Wisconsin Republicans have unveiled a proposed bill that would legalize medical cannabis, but with strict limitations on who can get it and where it can be sold.
The bill would only allow access to people diagnosed with serious diseases including cancer, HIV or AIDS, glaucoma, multiple sclerosis, inflammatory bowel disease, severe muscle spasms, chronic pain or nausea, according to the Associated Press. Patients with terminal illnesses and less than a year to live would also qualify.
“We want to make this available to people, but we want to have tight controls on it as well,” said state Rep. Jon Plumer.
Access to medical cannabis would also be limited to five, state-run dispensaries. Locations have yet to be determined but it’s likely they would be strategically placed throughout the state.
The bill will also dictate that no “smokeable” marijuana can be dispensed in the state. But other forms including gummies, concentrates, oils, tinctures, creams, vapes and liquids will be allowed.
Governor Tony Evers last week said he would support the bill, though he seemed dismayed that the proposal stopped short of full, state-wide recreational and medical cannabis.

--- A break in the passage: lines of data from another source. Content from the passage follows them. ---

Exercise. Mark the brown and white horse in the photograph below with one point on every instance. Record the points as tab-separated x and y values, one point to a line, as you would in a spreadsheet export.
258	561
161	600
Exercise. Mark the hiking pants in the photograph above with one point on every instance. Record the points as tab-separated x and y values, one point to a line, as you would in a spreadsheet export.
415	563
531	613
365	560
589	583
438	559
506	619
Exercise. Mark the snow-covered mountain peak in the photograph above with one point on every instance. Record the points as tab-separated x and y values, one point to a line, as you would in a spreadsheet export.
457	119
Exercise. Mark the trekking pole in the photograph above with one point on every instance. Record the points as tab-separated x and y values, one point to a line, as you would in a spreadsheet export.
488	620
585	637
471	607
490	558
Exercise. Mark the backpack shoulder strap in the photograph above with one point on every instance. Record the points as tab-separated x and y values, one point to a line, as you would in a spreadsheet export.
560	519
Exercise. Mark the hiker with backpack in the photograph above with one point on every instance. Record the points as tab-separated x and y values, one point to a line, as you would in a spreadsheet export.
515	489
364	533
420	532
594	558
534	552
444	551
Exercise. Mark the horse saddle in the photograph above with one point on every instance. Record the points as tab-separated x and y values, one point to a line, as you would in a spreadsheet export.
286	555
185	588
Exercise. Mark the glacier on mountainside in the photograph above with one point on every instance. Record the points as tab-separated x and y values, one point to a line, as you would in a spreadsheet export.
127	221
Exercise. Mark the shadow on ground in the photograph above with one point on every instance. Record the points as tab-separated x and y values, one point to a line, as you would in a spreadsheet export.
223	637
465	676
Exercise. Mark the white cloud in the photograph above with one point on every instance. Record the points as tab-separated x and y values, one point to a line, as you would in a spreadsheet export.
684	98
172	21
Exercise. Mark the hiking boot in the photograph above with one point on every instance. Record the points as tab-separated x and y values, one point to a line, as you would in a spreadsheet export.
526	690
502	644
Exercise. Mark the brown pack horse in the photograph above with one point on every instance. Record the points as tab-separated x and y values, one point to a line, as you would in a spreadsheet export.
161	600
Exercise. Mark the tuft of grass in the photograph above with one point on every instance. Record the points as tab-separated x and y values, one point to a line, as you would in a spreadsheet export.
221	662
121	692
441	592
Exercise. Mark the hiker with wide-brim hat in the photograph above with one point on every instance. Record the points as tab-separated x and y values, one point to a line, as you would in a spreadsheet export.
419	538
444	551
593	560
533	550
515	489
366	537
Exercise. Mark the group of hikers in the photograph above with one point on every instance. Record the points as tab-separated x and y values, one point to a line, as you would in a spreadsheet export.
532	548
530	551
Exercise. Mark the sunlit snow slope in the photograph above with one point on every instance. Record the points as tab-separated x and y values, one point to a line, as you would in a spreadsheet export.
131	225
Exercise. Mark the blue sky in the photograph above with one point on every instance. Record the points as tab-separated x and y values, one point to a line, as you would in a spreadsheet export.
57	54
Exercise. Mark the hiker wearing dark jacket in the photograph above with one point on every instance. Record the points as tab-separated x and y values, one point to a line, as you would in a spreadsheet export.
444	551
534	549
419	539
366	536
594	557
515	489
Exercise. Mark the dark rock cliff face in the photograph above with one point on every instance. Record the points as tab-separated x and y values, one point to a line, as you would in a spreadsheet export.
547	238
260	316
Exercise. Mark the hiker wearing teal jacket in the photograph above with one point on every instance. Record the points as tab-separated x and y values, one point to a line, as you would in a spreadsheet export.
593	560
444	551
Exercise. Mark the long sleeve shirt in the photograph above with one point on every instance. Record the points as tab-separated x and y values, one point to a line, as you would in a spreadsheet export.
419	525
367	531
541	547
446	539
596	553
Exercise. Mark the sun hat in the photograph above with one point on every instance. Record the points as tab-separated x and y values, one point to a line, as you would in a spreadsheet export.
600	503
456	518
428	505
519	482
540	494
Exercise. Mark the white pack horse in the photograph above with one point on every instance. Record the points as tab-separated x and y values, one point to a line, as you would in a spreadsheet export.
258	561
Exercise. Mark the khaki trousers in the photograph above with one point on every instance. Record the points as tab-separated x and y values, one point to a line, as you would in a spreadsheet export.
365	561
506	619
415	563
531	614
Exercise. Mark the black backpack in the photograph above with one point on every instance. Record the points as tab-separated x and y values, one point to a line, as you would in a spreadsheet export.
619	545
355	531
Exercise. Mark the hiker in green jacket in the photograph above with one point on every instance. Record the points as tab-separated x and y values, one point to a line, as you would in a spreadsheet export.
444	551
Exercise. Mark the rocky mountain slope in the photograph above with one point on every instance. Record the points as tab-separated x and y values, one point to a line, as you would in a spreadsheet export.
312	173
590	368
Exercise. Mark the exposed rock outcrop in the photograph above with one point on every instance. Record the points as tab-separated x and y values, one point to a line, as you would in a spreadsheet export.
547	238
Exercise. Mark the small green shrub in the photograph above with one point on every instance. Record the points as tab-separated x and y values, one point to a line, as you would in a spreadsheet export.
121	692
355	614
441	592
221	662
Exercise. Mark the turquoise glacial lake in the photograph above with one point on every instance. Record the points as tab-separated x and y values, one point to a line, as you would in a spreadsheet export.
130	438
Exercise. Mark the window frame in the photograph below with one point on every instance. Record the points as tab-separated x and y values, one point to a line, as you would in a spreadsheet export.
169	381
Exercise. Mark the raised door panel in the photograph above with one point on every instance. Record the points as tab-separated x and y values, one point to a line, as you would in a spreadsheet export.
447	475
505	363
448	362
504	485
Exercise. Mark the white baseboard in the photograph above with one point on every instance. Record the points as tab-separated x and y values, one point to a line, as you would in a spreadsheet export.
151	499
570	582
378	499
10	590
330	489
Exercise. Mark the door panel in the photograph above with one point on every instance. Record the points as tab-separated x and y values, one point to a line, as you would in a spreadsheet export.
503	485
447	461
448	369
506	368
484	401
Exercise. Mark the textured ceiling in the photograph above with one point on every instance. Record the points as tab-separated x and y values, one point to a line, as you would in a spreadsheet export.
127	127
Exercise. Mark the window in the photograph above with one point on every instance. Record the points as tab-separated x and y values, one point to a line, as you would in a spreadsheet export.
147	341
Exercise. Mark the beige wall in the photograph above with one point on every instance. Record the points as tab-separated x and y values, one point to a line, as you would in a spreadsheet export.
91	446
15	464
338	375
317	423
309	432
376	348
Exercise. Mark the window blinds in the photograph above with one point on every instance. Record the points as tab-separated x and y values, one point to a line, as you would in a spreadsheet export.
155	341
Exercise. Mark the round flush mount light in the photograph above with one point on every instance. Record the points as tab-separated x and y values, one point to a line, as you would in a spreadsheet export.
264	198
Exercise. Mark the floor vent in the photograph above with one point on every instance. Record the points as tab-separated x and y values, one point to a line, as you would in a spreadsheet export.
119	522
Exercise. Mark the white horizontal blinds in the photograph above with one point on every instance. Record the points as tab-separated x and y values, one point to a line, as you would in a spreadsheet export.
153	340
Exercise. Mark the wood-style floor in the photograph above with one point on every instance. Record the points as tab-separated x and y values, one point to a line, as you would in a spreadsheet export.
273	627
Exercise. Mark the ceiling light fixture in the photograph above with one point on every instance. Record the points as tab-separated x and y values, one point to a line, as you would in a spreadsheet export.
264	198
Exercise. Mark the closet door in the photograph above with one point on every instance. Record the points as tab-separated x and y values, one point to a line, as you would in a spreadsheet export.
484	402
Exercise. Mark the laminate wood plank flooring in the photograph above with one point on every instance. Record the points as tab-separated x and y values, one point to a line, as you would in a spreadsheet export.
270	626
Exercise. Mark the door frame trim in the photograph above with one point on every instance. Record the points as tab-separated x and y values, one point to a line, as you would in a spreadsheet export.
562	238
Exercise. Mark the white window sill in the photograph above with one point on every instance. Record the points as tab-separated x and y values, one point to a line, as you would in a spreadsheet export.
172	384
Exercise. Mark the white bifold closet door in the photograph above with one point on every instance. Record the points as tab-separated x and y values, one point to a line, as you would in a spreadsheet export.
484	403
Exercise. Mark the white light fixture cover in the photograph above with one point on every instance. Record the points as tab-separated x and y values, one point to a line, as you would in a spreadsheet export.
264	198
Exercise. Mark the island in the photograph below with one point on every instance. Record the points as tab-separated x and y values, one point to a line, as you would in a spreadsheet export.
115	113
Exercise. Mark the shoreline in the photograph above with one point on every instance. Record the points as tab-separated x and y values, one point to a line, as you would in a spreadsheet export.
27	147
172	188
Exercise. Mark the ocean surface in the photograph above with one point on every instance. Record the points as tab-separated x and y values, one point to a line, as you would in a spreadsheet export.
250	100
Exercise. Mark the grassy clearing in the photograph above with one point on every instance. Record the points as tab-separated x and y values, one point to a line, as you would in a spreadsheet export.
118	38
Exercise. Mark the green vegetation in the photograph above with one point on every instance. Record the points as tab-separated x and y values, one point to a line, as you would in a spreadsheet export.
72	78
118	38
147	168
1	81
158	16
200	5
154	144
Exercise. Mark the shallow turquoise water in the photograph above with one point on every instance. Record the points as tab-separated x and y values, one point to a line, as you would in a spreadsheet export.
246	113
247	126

State Senator Melissa Agard called the bill a “disappointing” proposal from Republicans.
“As Wisconsin is increasingly an island of prohibition, putting forward an overly restrictive medical cannabis bill does not move our state in the right direction. I will continue to tirelessly advocate for full legalization that will provide the public safety, freedom, opportunity, and economic benefit that Wisconsinites deserve,” said Agard in a statement. “This bill is picking winners and losers, and it doesn’t need to be this way.”
Illinois, Michigan and Minnesota, all of which border Wisconsin, have all legalized adult-use recreational cannabis.